In fact, so many Stanford students have preferred the recorded lecture to the physical version, the university recently moved to prohibit students from signing up for two courses at the same time in attempt to force students to be physically present in their classes. Students protested to the point that the policy has been shelved indefinitely. It appears unlikely that learning outside the traditional classroom can easily be quashed by registration restrictions.


And why should it, with costs and stresses involved? As someone who had experienced residential education 30 years ago and had to work full-time in the campus bookstore to afford it even then, I am increasingly convinced of Harden's criticisms. Additionally, I've begun to revise my own narrow understanding of the physicality of a shared learning experience. On a recent trip UC Irvine, where I’d been an undergraduate and which I’d not visited since 1986, I realized that my residential experience in the pre-Internet and digital media days had already been on the way to hybridity.


Expecting a delicious Proustian encounter with the long unseen place of learning, I bolted up to the second floor of the Humanities Hall to the patio where I used to study before classes. I was not disappointed. Much to my delight, the very same rusty metal tables still stood outside the classrooms.

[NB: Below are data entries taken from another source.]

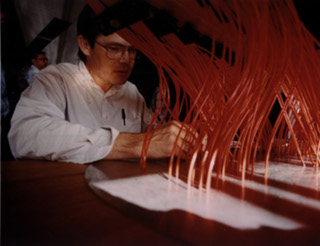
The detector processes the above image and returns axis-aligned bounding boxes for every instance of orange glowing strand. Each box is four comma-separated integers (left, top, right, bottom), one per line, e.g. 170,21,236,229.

119,0,320,185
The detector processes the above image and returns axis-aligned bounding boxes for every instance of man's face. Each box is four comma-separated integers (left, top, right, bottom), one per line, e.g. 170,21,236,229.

86,33,135,91
32,54,48,70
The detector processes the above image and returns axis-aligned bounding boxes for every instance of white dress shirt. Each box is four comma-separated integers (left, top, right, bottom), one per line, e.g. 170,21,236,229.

8,62,153,163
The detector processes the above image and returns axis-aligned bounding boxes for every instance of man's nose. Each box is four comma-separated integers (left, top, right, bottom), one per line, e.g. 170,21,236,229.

120,50,130,63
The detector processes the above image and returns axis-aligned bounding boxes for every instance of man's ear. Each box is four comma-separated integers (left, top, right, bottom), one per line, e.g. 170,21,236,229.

77,35,91,56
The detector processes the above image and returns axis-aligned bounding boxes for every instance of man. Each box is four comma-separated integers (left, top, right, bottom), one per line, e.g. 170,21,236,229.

9,7,190,163
25,51,48,85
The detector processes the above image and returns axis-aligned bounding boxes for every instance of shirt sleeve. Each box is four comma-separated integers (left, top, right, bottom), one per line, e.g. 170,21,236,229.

8,67,119,163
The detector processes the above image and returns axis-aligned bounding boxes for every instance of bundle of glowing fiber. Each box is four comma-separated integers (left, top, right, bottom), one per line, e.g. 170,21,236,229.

119,0,320,188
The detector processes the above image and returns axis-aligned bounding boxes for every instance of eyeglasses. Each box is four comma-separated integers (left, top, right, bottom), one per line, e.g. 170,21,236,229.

95,41,138,60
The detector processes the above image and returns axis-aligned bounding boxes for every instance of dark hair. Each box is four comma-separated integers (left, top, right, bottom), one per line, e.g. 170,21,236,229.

77,5,102,62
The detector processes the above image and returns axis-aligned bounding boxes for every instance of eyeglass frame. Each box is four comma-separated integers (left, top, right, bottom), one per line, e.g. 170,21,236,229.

95,41,138,60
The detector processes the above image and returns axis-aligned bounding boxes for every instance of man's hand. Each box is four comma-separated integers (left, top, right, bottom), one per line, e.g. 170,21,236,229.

105,121,197,159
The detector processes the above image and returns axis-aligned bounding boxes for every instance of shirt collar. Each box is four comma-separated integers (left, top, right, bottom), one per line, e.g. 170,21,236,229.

77,60,122,97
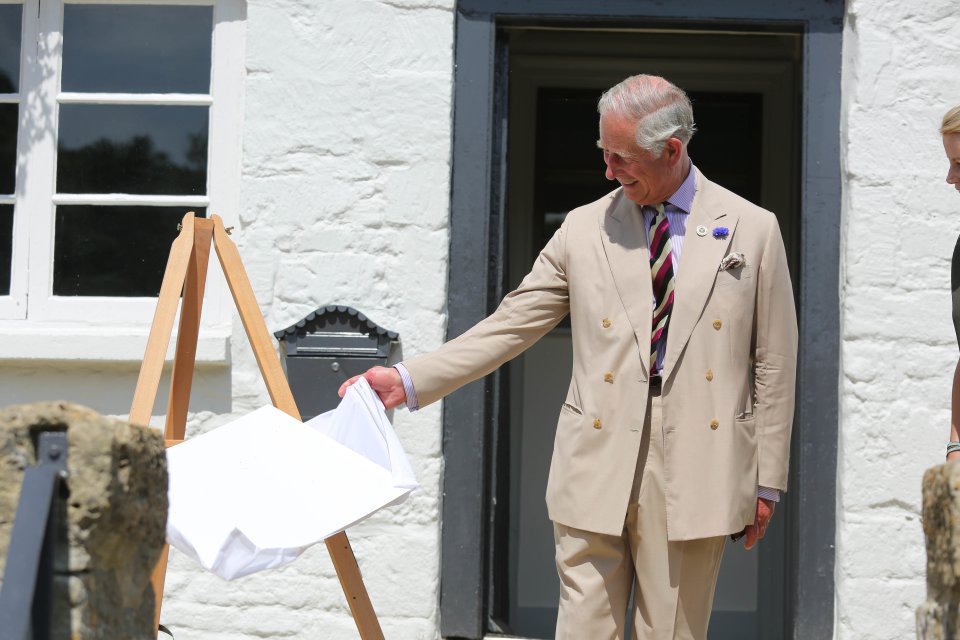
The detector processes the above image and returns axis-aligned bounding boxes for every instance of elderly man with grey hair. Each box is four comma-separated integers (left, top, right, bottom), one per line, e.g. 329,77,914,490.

341,75,797,640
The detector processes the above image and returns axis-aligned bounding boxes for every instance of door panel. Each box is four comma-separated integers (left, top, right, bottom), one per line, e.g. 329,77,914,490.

491,29,801,640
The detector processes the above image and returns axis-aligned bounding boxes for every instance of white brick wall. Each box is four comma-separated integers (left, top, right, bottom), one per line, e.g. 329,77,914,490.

0,0,960,640
836,0,960,640
162,0,453,640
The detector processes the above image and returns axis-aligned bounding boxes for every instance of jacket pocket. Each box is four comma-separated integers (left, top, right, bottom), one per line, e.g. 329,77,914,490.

560,402,583,416
714,264,753,287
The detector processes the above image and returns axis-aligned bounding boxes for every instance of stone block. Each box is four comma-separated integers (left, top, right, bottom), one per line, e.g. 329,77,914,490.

0,402,167,640
917,461,960,640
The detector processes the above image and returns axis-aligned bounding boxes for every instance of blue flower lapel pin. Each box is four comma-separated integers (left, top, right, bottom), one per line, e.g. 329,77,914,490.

713,227,730,239
717,251,747,271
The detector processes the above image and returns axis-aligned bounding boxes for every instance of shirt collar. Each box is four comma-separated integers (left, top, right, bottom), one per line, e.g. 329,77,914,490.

667,162,697,213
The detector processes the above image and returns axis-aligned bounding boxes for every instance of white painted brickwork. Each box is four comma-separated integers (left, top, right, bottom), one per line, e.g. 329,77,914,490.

836,0,960,640
0,0,960,640
162,0,453,640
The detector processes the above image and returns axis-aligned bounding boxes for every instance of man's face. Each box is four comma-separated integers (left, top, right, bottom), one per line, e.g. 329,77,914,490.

943,133,960,191
597,113,680,205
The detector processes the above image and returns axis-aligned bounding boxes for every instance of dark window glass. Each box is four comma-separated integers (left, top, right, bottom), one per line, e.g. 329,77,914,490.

53,205,206,297
61,4,213,93
0,104,18,195
0,204,13,296
0,4,21,93
57,104,210,195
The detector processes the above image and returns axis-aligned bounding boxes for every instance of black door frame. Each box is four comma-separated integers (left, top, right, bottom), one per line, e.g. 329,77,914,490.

440,0,844,639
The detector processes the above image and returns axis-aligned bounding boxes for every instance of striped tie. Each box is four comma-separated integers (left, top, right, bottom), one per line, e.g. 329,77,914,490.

649,204,674,372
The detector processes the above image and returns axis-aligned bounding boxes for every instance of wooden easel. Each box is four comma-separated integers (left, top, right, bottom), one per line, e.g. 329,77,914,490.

130,212,383,640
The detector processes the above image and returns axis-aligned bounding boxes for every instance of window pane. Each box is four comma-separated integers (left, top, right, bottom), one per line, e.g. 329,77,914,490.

61,4,213,93
0,4,20,93
57,104,210,195
53,205,206,297
0,104,17,195
0,204,13,296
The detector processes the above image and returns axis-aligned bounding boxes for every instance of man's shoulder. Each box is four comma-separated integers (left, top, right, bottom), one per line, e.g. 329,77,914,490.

694,173,777,223
565,187,624,225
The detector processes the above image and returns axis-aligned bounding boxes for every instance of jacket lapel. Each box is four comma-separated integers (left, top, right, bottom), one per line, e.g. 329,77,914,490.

600,191,653,375
664,172,739,379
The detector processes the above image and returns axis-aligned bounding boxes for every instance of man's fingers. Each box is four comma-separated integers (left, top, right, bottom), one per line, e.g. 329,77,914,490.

337,376,360,398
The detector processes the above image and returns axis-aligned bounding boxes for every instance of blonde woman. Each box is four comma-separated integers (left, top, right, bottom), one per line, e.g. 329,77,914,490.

940,105,960,460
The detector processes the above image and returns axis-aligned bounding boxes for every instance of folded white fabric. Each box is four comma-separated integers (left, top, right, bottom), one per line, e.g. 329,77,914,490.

167,379,417,580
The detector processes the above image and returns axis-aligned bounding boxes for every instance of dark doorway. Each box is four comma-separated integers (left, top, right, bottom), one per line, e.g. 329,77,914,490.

490,28,801,640
440,5,844,640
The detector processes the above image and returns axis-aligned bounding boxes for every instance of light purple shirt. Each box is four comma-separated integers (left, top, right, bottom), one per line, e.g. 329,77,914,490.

393,162,780,502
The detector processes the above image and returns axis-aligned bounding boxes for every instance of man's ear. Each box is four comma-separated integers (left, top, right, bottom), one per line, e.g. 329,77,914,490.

663,138,683,165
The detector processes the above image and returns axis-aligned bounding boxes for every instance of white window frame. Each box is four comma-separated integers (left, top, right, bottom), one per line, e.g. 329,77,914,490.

0,0,245,360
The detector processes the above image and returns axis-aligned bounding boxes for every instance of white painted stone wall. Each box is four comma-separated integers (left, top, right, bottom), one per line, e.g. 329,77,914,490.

836,0,960,640
0,0,960,640
162,0,453,640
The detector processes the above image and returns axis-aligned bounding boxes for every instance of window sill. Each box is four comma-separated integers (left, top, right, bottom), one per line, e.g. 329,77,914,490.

0,324,230,365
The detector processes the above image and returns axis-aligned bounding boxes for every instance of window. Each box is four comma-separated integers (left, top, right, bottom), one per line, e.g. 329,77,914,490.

0,0,243,333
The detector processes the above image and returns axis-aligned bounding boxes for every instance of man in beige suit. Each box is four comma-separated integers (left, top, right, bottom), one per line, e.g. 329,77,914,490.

345,76,797,640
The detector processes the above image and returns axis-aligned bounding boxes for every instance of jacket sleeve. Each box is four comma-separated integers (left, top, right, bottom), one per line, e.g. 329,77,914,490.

403,223,570,408
754,219,797,491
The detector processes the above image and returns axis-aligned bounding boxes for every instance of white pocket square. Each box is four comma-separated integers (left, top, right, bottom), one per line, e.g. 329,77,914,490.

717,251,747,271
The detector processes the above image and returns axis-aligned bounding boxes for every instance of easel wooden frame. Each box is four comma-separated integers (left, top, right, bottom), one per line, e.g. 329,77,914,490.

130,212,383,640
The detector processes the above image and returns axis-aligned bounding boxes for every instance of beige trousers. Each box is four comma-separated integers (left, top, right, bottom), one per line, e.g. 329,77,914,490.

554,394,725,640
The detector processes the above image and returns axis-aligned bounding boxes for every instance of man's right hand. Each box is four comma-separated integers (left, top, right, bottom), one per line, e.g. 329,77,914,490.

337,367,407,409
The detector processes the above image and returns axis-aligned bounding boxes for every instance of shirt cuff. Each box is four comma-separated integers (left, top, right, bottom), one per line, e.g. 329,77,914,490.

393,362,420,411
757,487,780,502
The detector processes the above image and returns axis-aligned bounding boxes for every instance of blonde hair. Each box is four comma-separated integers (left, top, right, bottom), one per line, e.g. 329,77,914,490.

940,105,960,135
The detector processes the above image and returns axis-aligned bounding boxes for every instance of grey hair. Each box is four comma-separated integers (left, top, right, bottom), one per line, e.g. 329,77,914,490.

940,105,960,135
597,74,697,156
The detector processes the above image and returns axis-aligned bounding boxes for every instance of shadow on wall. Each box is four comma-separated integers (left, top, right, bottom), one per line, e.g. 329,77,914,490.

0,361,232,416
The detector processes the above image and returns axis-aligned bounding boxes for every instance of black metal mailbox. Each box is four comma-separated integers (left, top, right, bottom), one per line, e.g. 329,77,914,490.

273,305,400,421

Hovering there, I recalled hours I’d spent on those uncomfortable welded seats pouring over Hegel’s introduction to the Phenomenology of the Spirit, distractedly chatting with friends, debating whether the dialectic was real, and whether Bergman’s Persona was deep or dated. 


And then, I had another thought: Many of my shared learning experiences back then had not occurred in the traditional classroom or even on campus.  In fact, most of the famous paintings I’d seen were in museums off campus or in other media. For films and art openings I’d travelled to theaters galleries with fellow students.


Snapping out of my willfully maudlin reverie, I approached a group of students returning from their Humanities courses and asked them if their university experience was more about physical or virtual presence. They responded was a blend, but admitted lectures of all sorts, physical or virtual, put them to sleep. The only virtue of the latter was the ability to fast forward.


“True,” I remarked. “There was a Metaphysics lecture here in the 1980s that was so boring my peers and I resorted to taking our heart rates to determine who was closest to unconsciousness.”


In that deadening boredom, we 1980s students had banded together in the classroom. Now it seems as if students in 2013 have a much broader often more inclusive understanding of “togetherness” than we had. They are also smarter about forming learning communities and choosier about teachers, syllabi, course formats and assignments.


With new tools, many digital and social, these students have the potential to advance the best aspects of shared university learning. Now that I live a highly virtual life on academic social media 24/7, I understand that the communities I knew, the teachers and peers, some of whom no longer walk this earth with me, were already part of a hybrid education that has become increasingly innovative and accessible to greater and different publics. I am eager to learn how higher education in its transition to wider digital publics might improve the lives and knowledge of my students, my children, and the many who come after.